On the surface the news that Terramin Australia has been issued an environmental direction under the Mining Act to bring its Angas Zinc Mine tailings dam back into compliance by the end of 2012 sounds great.As the executive director of Mineral Resources Dr Ted Tyne says, the dam has been non-compliant for the past two years. And there has been no sign of discernible improvement in the short term.
But the Environmental Direction needs to be looked at closely.
The December 31, 2012, deadline only refers to reducing the water in the dam to a level that keeps it within the double plastic liners. This is a critical milestone because the more water that creeps over onto the single liner, the greater the risk of leaking and the greater the risk of ground water contamination from mine waste in the dam.

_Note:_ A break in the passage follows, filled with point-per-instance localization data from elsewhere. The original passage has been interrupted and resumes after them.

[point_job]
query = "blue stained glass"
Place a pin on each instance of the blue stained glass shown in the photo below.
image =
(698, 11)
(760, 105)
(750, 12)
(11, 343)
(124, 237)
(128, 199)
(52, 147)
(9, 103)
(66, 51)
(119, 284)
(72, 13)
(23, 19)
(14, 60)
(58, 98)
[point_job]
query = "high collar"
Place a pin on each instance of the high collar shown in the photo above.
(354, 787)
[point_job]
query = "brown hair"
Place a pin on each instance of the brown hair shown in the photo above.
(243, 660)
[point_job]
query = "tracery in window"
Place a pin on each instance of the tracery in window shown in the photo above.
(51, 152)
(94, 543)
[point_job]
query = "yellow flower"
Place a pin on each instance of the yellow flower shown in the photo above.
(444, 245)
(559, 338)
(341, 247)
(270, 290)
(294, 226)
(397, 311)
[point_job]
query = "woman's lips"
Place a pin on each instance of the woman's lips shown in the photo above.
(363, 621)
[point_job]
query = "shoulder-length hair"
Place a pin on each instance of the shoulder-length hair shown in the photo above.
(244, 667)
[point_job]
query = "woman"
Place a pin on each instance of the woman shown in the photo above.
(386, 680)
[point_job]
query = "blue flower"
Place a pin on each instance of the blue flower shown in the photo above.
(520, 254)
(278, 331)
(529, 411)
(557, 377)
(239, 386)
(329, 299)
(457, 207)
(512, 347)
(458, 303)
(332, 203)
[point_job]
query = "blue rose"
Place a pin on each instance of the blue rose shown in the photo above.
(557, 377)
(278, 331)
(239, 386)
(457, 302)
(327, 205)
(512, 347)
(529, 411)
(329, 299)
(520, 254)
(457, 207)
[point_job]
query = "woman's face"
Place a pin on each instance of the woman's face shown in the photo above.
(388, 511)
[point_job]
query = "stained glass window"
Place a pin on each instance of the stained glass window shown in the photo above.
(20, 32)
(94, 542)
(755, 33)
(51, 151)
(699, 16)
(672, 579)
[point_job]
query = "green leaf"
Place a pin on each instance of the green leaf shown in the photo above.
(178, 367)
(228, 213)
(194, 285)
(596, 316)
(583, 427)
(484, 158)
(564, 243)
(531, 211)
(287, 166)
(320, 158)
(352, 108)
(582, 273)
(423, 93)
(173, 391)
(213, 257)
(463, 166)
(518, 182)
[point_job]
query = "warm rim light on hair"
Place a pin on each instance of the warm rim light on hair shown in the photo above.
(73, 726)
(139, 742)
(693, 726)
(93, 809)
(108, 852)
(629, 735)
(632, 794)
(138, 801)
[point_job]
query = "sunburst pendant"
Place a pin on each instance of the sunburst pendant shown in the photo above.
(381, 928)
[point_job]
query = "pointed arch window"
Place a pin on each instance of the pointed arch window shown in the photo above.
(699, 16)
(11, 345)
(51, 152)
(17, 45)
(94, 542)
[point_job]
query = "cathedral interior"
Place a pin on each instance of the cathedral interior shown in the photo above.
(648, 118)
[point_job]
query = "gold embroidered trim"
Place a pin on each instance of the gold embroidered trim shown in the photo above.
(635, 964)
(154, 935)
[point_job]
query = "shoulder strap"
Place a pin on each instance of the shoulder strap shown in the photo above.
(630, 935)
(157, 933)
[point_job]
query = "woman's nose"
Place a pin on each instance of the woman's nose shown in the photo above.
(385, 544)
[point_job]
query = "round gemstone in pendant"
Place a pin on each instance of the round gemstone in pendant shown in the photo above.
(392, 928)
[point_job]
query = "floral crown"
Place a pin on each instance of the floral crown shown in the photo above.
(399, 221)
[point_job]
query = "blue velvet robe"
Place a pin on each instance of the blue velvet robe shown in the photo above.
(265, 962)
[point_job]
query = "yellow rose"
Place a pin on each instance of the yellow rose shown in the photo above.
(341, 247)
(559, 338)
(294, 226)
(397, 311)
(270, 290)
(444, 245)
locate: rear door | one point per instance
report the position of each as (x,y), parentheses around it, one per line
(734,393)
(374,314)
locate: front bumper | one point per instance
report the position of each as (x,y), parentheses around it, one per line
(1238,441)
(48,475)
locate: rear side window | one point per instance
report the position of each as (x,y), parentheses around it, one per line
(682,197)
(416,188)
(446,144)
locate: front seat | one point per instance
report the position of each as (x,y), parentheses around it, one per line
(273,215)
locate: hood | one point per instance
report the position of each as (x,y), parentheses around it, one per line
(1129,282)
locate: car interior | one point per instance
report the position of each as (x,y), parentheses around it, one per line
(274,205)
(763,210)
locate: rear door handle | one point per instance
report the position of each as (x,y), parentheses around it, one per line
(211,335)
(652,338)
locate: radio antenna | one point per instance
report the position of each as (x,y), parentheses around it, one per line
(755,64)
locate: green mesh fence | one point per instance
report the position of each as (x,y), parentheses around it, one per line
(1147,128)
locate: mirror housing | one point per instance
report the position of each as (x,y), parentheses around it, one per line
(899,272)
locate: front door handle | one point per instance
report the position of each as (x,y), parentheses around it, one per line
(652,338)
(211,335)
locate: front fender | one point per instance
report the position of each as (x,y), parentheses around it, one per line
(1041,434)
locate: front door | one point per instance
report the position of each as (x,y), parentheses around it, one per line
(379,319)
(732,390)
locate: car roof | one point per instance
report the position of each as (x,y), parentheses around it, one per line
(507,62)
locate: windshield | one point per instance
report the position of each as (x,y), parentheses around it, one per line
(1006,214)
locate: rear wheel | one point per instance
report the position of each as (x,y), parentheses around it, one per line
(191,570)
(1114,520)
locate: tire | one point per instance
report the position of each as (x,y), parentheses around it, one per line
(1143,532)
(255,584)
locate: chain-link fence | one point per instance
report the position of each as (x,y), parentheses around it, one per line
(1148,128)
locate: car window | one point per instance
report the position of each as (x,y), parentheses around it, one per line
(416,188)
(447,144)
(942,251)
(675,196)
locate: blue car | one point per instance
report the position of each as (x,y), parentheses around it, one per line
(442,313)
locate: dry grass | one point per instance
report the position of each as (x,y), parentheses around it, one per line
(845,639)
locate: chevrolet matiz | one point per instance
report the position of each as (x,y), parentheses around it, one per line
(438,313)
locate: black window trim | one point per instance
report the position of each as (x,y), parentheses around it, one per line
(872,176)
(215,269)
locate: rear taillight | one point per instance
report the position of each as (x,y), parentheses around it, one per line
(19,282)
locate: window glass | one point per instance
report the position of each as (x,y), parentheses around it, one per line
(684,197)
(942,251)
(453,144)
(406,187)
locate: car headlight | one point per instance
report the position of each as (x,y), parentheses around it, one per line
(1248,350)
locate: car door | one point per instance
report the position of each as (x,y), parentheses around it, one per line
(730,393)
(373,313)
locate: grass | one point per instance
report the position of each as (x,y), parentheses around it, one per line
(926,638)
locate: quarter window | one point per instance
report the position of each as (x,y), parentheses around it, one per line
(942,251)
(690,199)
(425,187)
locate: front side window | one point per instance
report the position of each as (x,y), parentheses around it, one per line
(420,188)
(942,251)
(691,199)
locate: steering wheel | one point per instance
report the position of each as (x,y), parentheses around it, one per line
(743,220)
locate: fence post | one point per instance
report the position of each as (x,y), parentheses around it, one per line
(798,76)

However, staying within the double liners doesn’t mean the dam is compliant.
Compliance means a ponded water surface area of 15,000sqm or about 20 million litres.
That’s the volume the “most over engineered” tailings dam in the world was designed to handle.
Despite a lot of money, three reverse osmosis water treatment plants making some inroads into the excess water and another rented plant sitting at the mine site ready for commissioning, the mine still has about 200 million litres of water sitting in the dam.
The mine will not be compliant by the end of 2012. Even Terramin says it won’t reach that milestone until mid 2013, all going well.
So why is the Department for Manufacturing, Innovation, Trade, Resources and Energy saying it is ordering the mine to be compliant?
A few weeks ago a Strathalbyn man went public with his frustration at the lack of action and accountability from government agencies to make the mine obey the rules of its licence.
Mike Farrier, a member of the Strathalbyn Community Consultative Committee (SCCC) – the local watchdog body overlooking the mine – vented his concerns to SA Mines Minister Tom Koutsantonis and asked him to intervene.
Once Mr Farrier went public, so did some of his colleagues on the committee – belatedly and in extremely measured tones.
The Minister declined to intervene but Mr Farrier’s complaints were heard and had to be addressed.
This environmental direction falls short of addressing the SCCC concerns. While it lists critical actions that must be met, it fails to set a deadline for true compliance.
Is this because authorities don’t want to set Terramin up for failure when so many of the company’s own deadlines have come and gone?
Or is this because the 15,000sqm licence is unrealistic and can never be met? These questions need answering by authorities.